Le rendez-vous annuel du pianiste à Kléber-Méleau cultive toujours les grands cycles et associe des musiciens rares.

Cédric Pescia interprète cette année les «Préludes et fugues» de Bach et «Sur Incises» de Boulez.
Cédric Pescia interprète cette année les «Préludes et fugues» de Bach et «Sur Incises» de Boulez.
Uwe Neumann

Comme toujours, Cédric Pescia voit grand, loin, et haut. Depuis 2007, le pianiste vaudois a fait de sa résidence annuelle au Théâtre Kléber-Méleau l’espace de liberté pour exprimer sa passion pour les cycles musicaux d’envergure, son envie de partager des répertoires peu explorés, y compris en musique contemporaine.

Le menu 2018 est exemplaire de sa démarche. A tout seigneur, tout honneur, Cédric Pescia aligne en deux soirées (me 23 et ve 25) l’intégrale des «Préludes et fugues» de Jean-Sébastien Bach. «Depuis le début, j’ai toujours voulu en jouer davantage et j’ai appris les 96 pièces à 18 ans.» Le pianiste en fait une pratique quotidienne, d’autant plus maintenant qu’il enseigne. «Je vois ces soirées comme deux marathons, mais pas au sens sportif, plutôt comme expérience d’élévation intellectuelle et spirituelle.»

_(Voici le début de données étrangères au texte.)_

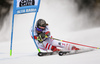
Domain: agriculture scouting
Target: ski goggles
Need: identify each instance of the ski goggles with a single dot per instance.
(39, 29)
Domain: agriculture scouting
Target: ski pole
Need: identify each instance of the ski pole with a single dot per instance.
(76, 43)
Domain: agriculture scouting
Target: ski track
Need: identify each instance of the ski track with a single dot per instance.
(24, 49)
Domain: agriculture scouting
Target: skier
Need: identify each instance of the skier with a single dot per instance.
(26, 3)
(44, 39)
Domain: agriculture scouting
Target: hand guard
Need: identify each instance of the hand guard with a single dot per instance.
(41, 37)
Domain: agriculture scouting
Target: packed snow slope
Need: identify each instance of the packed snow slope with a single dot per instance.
(61, 23)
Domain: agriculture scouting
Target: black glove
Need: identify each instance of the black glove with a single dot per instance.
(41, 37)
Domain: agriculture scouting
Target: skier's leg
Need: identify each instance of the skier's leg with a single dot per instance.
(64, 45)
(48, 46)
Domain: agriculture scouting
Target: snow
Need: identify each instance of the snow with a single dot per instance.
(24, 49)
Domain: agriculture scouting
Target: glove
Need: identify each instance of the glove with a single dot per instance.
(47, 34)
(41, 37)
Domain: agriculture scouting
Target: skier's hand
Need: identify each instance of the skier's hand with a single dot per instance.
(41, 37)
(47, 34)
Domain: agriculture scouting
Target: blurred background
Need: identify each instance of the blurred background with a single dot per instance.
(68, 15)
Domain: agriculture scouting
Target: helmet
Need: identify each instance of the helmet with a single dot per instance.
(41, 24)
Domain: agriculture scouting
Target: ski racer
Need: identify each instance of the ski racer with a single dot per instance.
(44, 39)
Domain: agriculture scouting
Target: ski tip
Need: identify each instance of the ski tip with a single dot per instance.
(98, 48)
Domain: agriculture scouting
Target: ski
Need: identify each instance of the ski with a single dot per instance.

Suivent deux concerts avec des pianistes invités (sa 26, ma 29). Severin von Eckardstein est un ami de longue date, qui avait participé à l’aventure «Mantra» de Stockhausen en 2014. Cédric Pescia voit en lui un coloriste de premier plan. Non content de se lancer dans le «Gaspard de la nuit» de Ravel et de se faire orchestre dans le «Prélude à l’après-midi d’un faune», l’Allemand exhume un trésor aussi rare qu’exceptionnel, «La maison dans les dunes» de Gabriel Dupont. «Je ne connaissais pas ce grand cycle qui nous met en relation avec le cosmos. Quand Serverin s’emporte, c’est un torrent; ça va être sublime!» Cédric Pescia est tout aussi enthousiaste sur la jeune Chinoise Ran Jia, qui cultive avec Schubert une proximité quasi mystique.

La série se termine le 1er juin par un projet dont le pianiste rêvait depuis longtemps et qu’il a pu enfin concrétiser avec des élèves et des professeurs de la HEM de Genève. On y entendra les deux versions d’«Incises» pour piano seul de Pierre Boulez, suivies de sa prodigieuse excroissance, «Sur Incises», pour 3 pianistes, 3 harpistes et 3 percussionnistes. «Certainement la pièce la plus accessible de Boulez, assure Pescia. Ludique, délicate et avec des déflagrations de rage incroyable, comme des objets en verre éclatant en mille morceaux.»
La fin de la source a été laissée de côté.